Iraq signed an agreement with Saudi Arabia on Thursday to share security and intelligence, in a bid to improve ties with the GCC.
The announcement came during a state visit to Saudi Arabia by an Iraqi delegation led by Prime Minister Adel Abdul Mahdi.
“Various memorandums of understandings will be drawn up between the two sides, which have been commitments announced by Saudi King Salman and the Iraqi Prime Minister,” Iraqi Foreign Minister Mohammed Al Hakim told Al Arabiya TV.
King Salman told Mr Abdul Mahdi that relations between Riyadh and Baghdad were historic.
Mr Abdul Mahdi also hailed the long ties between the two states and expressed his willingness to ensure that Iraq’s relationship with the GCC advances.
“The Gulf Co-operation Council is important to our country and our co-operation and economic ties must enhance,” he said during a meeting with the Secretary General of the GCC, Abdullatif Al Zayani.

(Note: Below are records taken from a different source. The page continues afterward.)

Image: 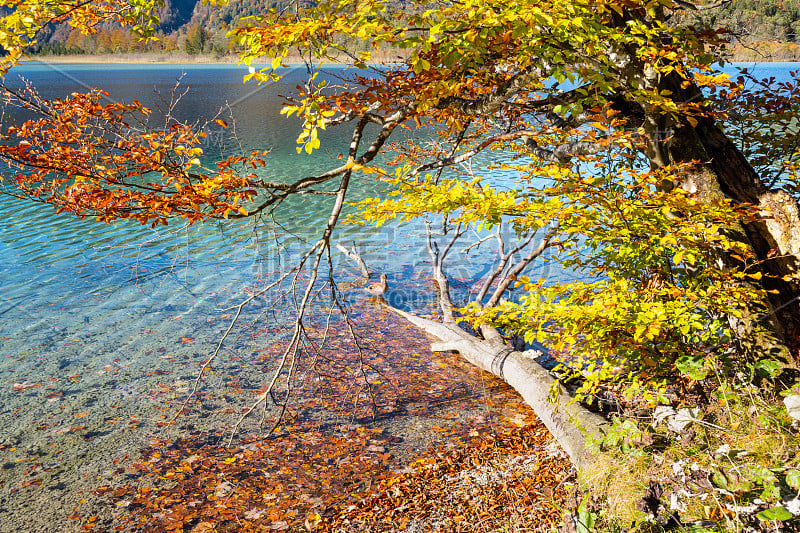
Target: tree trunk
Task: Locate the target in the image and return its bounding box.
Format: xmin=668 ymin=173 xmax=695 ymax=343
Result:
xmin=662 ymin=73 xmax=800 ymax=354
xmin=388 ymin=306 xmax=609 ymax=468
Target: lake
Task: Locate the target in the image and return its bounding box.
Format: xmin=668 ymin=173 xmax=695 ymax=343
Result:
xmin=0 ymin=63 xmax=568 ymax=532
xmin=0 ymin=63 xmax=797 ymax=532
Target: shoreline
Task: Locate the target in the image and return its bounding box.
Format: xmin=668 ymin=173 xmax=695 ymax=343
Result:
xmin=20 ymin=41 xmax=800 ymax=65
xmin=19 ymin=53 xmax=410 ymax=66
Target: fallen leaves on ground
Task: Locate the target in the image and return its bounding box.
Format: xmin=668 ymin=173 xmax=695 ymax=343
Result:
xmin=318 ymin=421 xmax=574 ymax=533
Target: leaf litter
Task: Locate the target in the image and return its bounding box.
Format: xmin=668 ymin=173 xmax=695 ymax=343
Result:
xmin=73 ymin=294 xmax=574 ymax=533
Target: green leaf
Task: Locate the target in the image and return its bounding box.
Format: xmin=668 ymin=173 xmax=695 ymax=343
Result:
xmin=756 ymin=505 xmax=792 ymax=521
xmin=786 ymin=468 xmax=800 ymax=490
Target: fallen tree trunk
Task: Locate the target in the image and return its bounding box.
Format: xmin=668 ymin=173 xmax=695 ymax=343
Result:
xmin=386 ymin=304 xmax=609 ymax=468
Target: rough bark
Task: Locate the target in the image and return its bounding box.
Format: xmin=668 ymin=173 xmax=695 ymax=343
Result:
xmin=389 ymin=306 xmax=609 ymax=468
xmin=655 ymin=74 xmax=800 ymax=353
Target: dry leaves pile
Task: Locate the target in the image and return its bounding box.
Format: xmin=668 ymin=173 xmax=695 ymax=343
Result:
xmin=320 ymin=421 xmax=574 ymax=533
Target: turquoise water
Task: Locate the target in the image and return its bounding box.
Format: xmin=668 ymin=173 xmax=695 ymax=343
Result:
xmin=0 ymin=64 xmax=546 ymax=531
xmin=0 ymin=60 xmax=800 ymax=531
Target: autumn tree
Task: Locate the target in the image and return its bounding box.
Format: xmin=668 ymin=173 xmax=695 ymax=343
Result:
xmin=0 ymin=0 xmax=800 ymax=470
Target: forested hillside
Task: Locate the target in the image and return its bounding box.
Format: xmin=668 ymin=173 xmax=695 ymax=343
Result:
xmin=18 ymin=0 xmax=800 ymax=59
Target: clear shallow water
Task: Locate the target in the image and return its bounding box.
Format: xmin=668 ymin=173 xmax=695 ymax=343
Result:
xmin=0 ymin=64 xmax=798 ymax=531
xmin=0 ymin=64 xmax=560 ymax=531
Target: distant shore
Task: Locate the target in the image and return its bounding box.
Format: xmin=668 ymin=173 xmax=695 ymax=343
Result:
xmin=15 ymin=42 xmax=800 ymax=64
xmin=23 ymin=52 xmax=410 ymax=65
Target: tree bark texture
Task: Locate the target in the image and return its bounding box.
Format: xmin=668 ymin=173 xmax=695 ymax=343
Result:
xmin=389 ymin=306 xmax=609 ymax=468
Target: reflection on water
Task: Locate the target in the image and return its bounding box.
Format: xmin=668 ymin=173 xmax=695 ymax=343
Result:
xmin=0 ymin=64 xmax=564 ymax=531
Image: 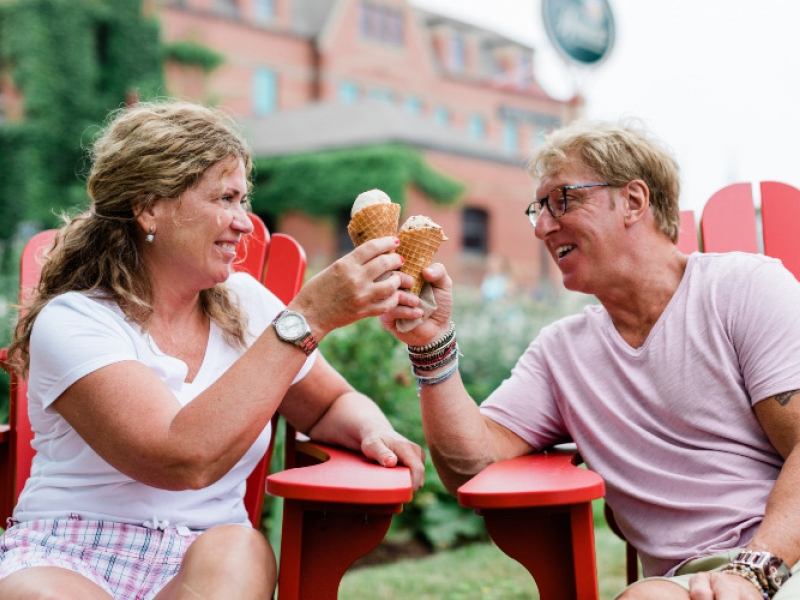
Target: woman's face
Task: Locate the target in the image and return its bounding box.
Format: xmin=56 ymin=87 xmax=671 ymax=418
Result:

“Iraq is keen to work within its Arab and Islamic neighbours, and to establish balanced relations that serve the interests of our citizens."
“It is not just important for the two countries but for the region as it will help promote greater stability and advance its economic well-being,” Mr Abdul Mahdi said.
He later met Saudi Crown Prince Mohammed bin Salman.
“There is a shared determination to elevate the relationship between the two countries and to deepen co-operation in the political, security and economic fields,” Mr Abdul Mahdi said.
He said that Iraq would maintain strong ties with Iran, but also with the US and regional neighbours, many of whom consider Tehran a foe.
Meanwhile, leaders of the two states announced on Wednesday evening the signing of 13 agreements in areas such as trade, energy and political co-operation but did not give further details.
Mr Abdul Mahdi also inaugurated an exhibition on Wednesday, titled “Old Age Cities”, in Riyadh’s National Museum.
The initiative was arranged by the Saudi Minister of Culture, Prince Badr bin Abdullah.
The countries had historically been at loggerheads since the Iraqi invasion of Kuwait in 1990 but have recently undertaken a diplomatic push to improve ties.
Reconciliation between the two countries began in 2015, when Saudi Arabia reopened its embassy in Baghdad on April 4, after 25 years.
Consular services were not resumed until then and Iraqis applying for visas earlier had to go through the Saudi embassy in Jordan.
This month, the kingdom announced that it would fund the construction of a $1 billion (Dh3.67bn) sports city in Iraq.
Saudi Arabia also said it would open three more diplomatic missions in the country.
On April 3 a ministerial delegation led by the Saudi Minister of Commerce and Investment, Majid Al Qasabi, attended the second meeting of the Saudi-Iraqi Co-ordination Council in Baghdad.